The heap sort is the slowest of the O(n log n) sorting algorithms, but unlike the merge and quick sorts it doesn’t require massive recursion or multiple arrays to work. This makes it the most attractive option for very large data sets of millions of items. You can compare performance of All Sorting Algorithms to see which sort algorithm is the best.

For mobile map application, we suggest you choose heap sort because this algorithm does not require much memory like merge and quick sorts.

The heap sort works as it name suggests - it begins by building a heap out of the data set, and then removing the largest item and placing it at the end of the sorted array. After removing the largest item, it reconstructs the heap and removes the largest remaining item and places it in the next open position from the end of the sorted array. This is repeated until there are no items left in the heap and the sorted array is full. Elementary implementations require two arrays - one to hold the heap and the other to hold the sorted elements.

To do an in-place sort and save the space the second array would require, the algorithm below “cheats” by using the same array to store both the heap and the sorted array. Whenever an item is removed from the heap, it frees up a space at the end of the array that the removed item can be placed in.

Pros: In-place and non-recursive, making it a good choice for extremely large data sets.
Cons: Slower than the merge and quick sorts.

Empirical Analysis

Heap Sort Efficiency

As mentioned above, the heap sort is slower than the merge and quick sorts but doesn’t use multiple arrays or massive recursion like they do. This makes it a good choice for really large sets, but most modern computers have enough memory and processing power to handle the faster sorts unless over a million items are being sorted.

The “million item rule” is just a rule of thumb for common applications - high-end servers and workstations can probably safely handle sorting tens of millions of items with the quick or merge sorts. But if you’re working on a common user-level application, there’s always going to be some yahoo who tries to run it on junk machine older than the programmer who wrote it, so better safe than sorry.

Source Code
Below is the basic heap sort algorithm. The siftDown() function builds and reconstructs the heap.

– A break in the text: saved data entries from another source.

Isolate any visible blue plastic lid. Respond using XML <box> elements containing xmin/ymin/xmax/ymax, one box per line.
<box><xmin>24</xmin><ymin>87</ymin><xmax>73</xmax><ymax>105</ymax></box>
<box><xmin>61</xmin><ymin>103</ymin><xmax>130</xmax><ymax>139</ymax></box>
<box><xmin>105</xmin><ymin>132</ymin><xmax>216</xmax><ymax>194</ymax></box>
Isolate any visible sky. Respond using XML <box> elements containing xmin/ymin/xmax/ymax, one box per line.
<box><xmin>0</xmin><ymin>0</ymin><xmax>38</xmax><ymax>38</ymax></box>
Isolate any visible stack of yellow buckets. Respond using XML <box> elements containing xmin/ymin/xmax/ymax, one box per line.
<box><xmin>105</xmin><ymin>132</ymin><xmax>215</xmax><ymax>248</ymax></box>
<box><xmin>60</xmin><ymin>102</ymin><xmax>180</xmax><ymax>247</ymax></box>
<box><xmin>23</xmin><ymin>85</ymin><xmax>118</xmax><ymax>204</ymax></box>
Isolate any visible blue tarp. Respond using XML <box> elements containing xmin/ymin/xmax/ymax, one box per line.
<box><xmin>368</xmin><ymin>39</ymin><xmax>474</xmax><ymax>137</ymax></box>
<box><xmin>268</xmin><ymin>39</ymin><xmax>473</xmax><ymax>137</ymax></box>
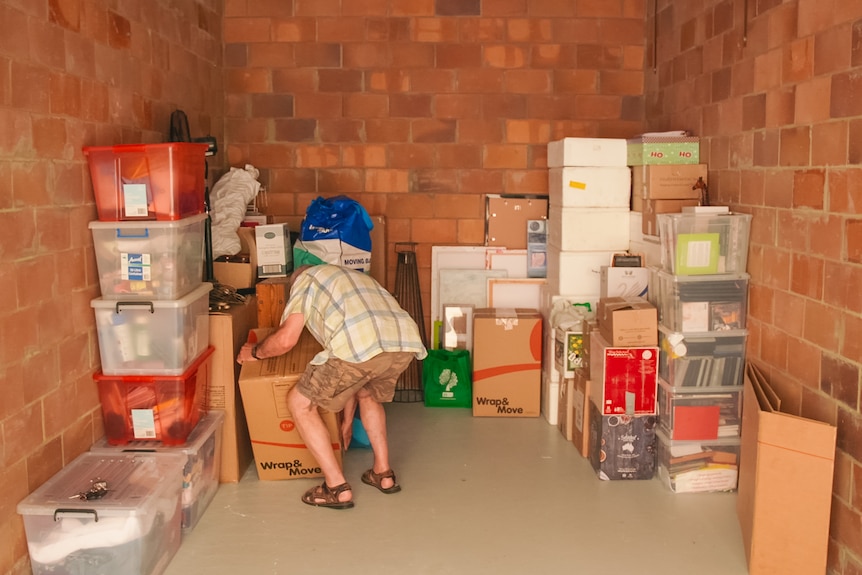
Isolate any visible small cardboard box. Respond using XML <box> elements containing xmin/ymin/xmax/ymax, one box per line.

void heapSort(int numbers[], int array_size)
{
  int i, temp;

  for (i = (array_size / 2)-1; i >= 0; i--)
    siftDown(numbers, i, array_size);

  for (i = array_size-1; i >= 1; i--)
  {
    temp = numbers[0];
    numbers[0] = numbers[i];
    numbers[i] = temp;
    siftDown(numbers, 0, i-1);
  }
}

void siftDown(int numbers[], int root, int bottom)
{
  int done, maxChild, temp;

  done = 0;
  while ((root*2 <= bottom) && (!done))
  {
    if (root*2 == bottom)
      maxChild = root * 2;
    else if (numbers[root * 2] > numbers[root * 2 + 1])
      maxChild = root * 2;
    else
      maxChild = root * 2 + 1;

    if (numbers[root] < numbers[maxChild])
    {
      temp = numbers[root];
      numbers[root] = numbers[maxChild];
      numbers[maxChild] = temp;
      root = maxChild;
    }
    else
      done = 1;
  }
}